Monday, June 21, 2010

Prostate Cancer and Men Robert G Carlson, MD

Prostate Cancer Myth:
Testosterone therapy causes prostate cancer
Absolutely not, in fact lower testosterone levels are associated with an increased incidence of Prostate cancer.
For over 60 years there has been an overwhelming fear that testosterone therapy for low testosterone levels will cause new cancers or hidden ones to grow. There is very little scientific data to support that philosophy but even in the face of numerous recent studies saying there is NO association, doctors are still telling their patients that testosterone therapy causes prostate cancer. Instead the opposite is true. Low blood levels of testosterone don’t protect against prostate cancer, but in fact lower testosterone levels are associated with increased incidence of prostate cancer.
A Journal of National Cancer Institute article in 2008, pooled 18 separate studies looking at the effect of testosterone therapy and prostate cancer. In over 9000 men studied, there was no relationship between testosterone therapy and Prostate cancer. NONE. The authors pleaded with the medical community to move past the long-believed, but unsupported view that testosterone therapy causes prostate cancer. IT DOES NOT CAUSE PROSTATE CANCER.
To summarize:
1) Low testosterone levels do not protect against prostate cancer, and in fact are associated with a higher incidence of prostate cancer.

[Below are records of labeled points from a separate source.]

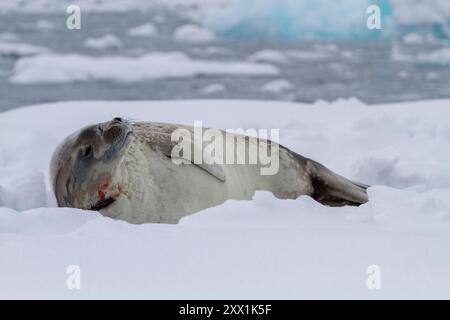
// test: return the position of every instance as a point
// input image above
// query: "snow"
(277, 86)
(108, 41)
(413, 38)
(308, 55)
(270, 56)
(266, 248)
(440, 56)
(213, 88)
(145, 30)
(18, 49)
(66, 68)
(193, 34)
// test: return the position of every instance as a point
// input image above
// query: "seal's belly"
(158, 190)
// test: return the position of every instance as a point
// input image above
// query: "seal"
(126, 170)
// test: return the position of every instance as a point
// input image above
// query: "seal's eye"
(87, 152)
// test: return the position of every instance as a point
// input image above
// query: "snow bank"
(439, 56)
(327, 19)
(270, 56)
(108, 41)
(277, 86)
(266, 248)
(17, 49)
(145, 30)
(193, 34)
(72, 67)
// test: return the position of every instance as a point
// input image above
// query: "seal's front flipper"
(334, 190)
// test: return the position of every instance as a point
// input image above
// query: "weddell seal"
(139, 172)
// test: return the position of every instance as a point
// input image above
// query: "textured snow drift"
(63, 68)
(266, 248)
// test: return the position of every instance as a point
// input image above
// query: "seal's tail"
(334, 190)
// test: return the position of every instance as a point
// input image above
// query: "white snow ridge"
(261, 249)
(54, 68)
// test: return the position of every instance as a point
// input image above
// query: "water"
(362, 69)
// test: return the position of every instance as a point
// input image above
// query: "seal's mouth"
(103, 203)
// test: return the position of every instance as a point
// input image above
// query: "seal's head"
(84, 166)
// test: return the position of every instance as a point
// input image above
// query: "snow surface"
(108, 41)
(266, 248)
(439, 56)
(144, 30)
(193, 34)
(18, 49)
(277, 86)
(65, 68)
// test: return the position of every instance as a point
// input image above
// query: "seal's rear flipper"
(334, 190)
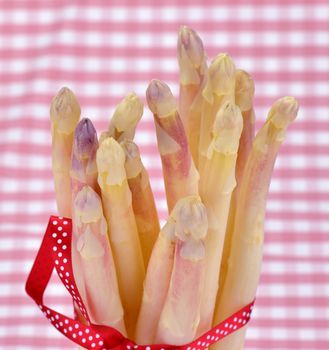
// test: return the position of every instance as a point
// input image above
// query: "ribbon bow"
(55, 251)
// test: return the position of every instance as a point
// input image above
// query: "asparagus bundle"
(204, 263)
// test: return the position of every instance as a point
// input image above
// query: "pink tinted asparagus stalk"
(192, 71)
(156, 283)
(99, 275)
(246, 249)
(244, 92)
(142, 199)
(181, 311)
(219, 89)
(180, 175)
(64, 116)
(217, 181)
(125, 118)
(127, 253)
(83, 172)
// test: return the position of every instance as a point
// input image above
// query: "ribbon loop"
(55, 251)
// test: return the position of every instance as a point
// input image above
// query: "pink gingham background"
(104, 49)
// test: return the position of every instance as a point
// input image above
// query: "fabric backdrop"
(104, 49)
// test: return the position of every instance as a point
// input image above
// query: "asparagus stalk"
(180, 316)
(217, 182)
(83, 172)
(104, 303)
(180, 175)
(143, 203)
(156, 284)
(192, 68)
(124, 240)
(125, 118)
(64, 116)
(219, 89)
(244, 92)
(83, 164)
(246, 250)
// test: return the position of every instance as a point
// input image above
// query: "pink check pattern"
(102, 50)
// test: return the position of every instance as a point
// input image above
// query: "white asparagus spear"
(156, 284)
(104, 303)
(219, 89)
(119, 214)
(181, 311)
(179, 173)
(244, 92)
(142, 199)
(192, 70)
(64, 116)
(217, 181)
(83, 172)
(125, 118)
(246, 250)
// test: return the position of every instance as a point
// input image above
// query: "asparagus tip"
(190, 54)
(128, 112)
(283, 112)
(221, 76)
(244, 90)
(65, 111)
(85, 139)
(160, 99)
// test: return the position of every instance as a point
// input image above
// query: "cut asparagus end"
(221, 77)
(110, 159)
(127, 113)
(133, 164)
(88, 206)
(65, 111)
(244, 90)
(191, 56)
(227, 130)
(191, 218)
(160, 99)
(283, 112)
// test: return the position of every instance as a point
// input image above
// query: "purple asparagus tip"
(85, 139)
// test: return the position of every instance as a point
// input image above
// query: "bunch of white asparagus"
(170, 285)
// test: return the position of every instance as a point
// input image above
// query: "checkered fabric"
(104, 49)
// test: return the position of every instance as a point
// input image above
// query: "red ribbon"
(55, 251)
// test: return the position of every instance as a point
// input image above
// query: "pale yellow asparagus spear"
(219, 89)
(64, 116)
(119, 214)
(179, 172)
(217, 181)
(180, 316)
(244, 92)
(146, 215)
(99, 275)
(156, 284)
(125, 118)
(246, 250)
(192, 70)
(83, 172)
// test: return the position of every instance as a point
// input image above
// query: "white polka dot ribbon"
(55, 251)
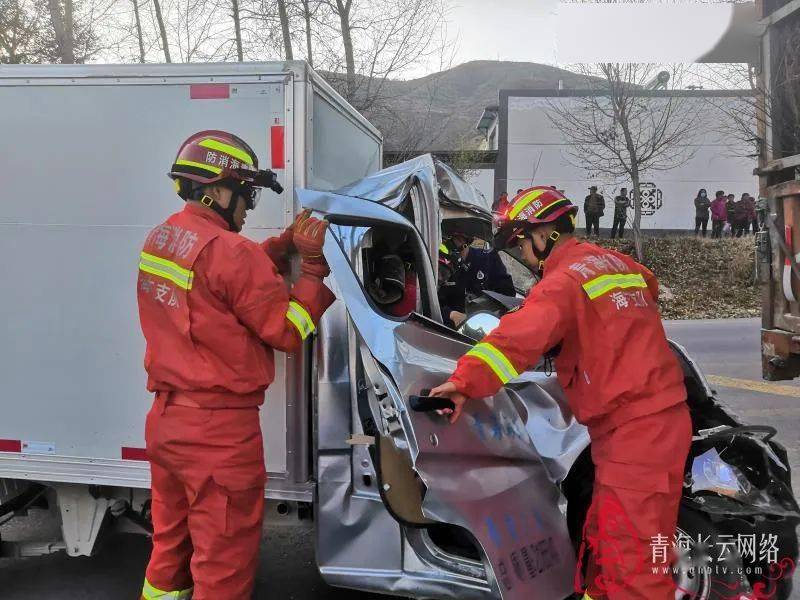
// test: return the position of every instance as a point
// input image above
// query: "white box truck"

2) High testosterone levels in men are not associated with an increased incidence of prostate cancer.
3) Treatment with testosterone therapy does not increase the incidence of prostate cancer, even in the men who are presumably at a higher risk.
4) If a man has metastatic prostate cancer (spread all over) and has been aggressively treated to lower testosterone levels, then careful management with testosterone therapy is recommended.
5) By restoring Testosterone levels to healthy levels, aging men should expect higher energy levels, memory improvement, improvement of depression, reduction of osteoporosis, and improvement in erectile dysfunction.